Buste en hermès de Napoléon lauré
Auteur : Carlo Marochetti (1805-1867)
Matériau : Marbre blanc
Epoque : 1829
Dimensions : 64,5 x 37 x 28 cm
Lien : Napoléon 1er
Trois bustes en marbre de Napoléon lauré signés Marochetti, datés respectivement de 1828, 1829 et 1830 et inspirés du fameux buste d’Antoine-Denis Chaudet, représentent un défi pour l’historien de l’art. Comment en effet ce jeune sculpteur alors inconnu a-t-il bénéficié d’une triple commande aussi prestigieuse ?
Le premier, réapparu en février 2024 sur le marché lors d’une vente de souvenirs de la famille Corvisart, figurait déjà sur un catalogue de vente de 1906. Le procès-verbal de cette vente fournit une liste de 34 vendeurs sans préciser leurs lots respectifs, ce qui ne permet pas d’identifier la provenance de ce buste et donc le commanditaire initial.
Il est évident en revanche que la famille Bonaparte est à l’origine de la commande des deux suivants.
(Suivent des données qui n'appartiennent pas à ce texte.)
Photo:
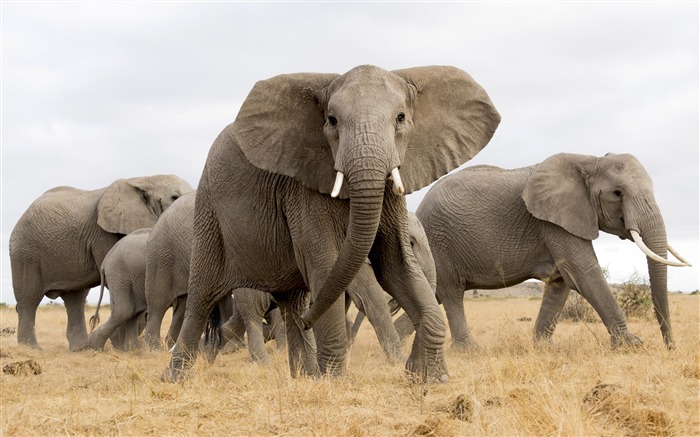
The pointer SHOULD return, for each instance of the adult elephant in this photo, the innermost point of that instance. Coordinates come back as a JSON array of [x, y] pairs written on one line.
[[123, 273], [167, 276], [264, 219], [59, 243], [492, 228]]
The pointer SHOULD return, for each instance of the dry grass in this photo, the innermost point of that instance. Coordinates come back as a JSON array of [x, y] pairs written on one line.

En effet, pour le buste daté de 1829 que nous présentons ici, le catalogue de la vente Libert de 2015 précise : « Selon la tradition familiale, ce buste a été offert à Rome, en 1830, pour son 80e anniversaire par les siens à l’Impératrice Mère Letizia Bonaparte (1750-1836), puis légué à la princesse Mathilde Bonaparte dont il ornait le salon de l’hôtel de la rue de Berri à Paris, puis au comte Joseph Primoli, puis par descendance 1».
La ‘tradition familiale’, on le sait, dit souvent vrai et, dans ce cas, la présence, dans la même vente, de souvenirs des familles Primoli et Bonaparte authentifie d’emblée la provenance de l’œuvre.
Un autre buste en hermès de Napoléon lauré a été mis en vente à Londres chez Sotheby’s le 12 mai 1995 et acquis par le musée Chimei de Taïwan. Celui-ci a la particularité de porter cette inscription : « Au vicomte de Trimond / Don du duc de Reichstadt / En souvenir du rétablissement de la / ville de Montauban comme chef-lieu /Par S.M. L’Empereur ». Pierre, vicomte de Trimond, (1782-1835) était le fils de Daniel Victor de Trimond (1745-1813), intendant de la généralité de Montauban. Signé et daté de 1830, ce buste confirme que le sculpteur était bien introduit auprès de la famille Bonaparte, au point de recevoir une commande du propre fils de l’Empereur.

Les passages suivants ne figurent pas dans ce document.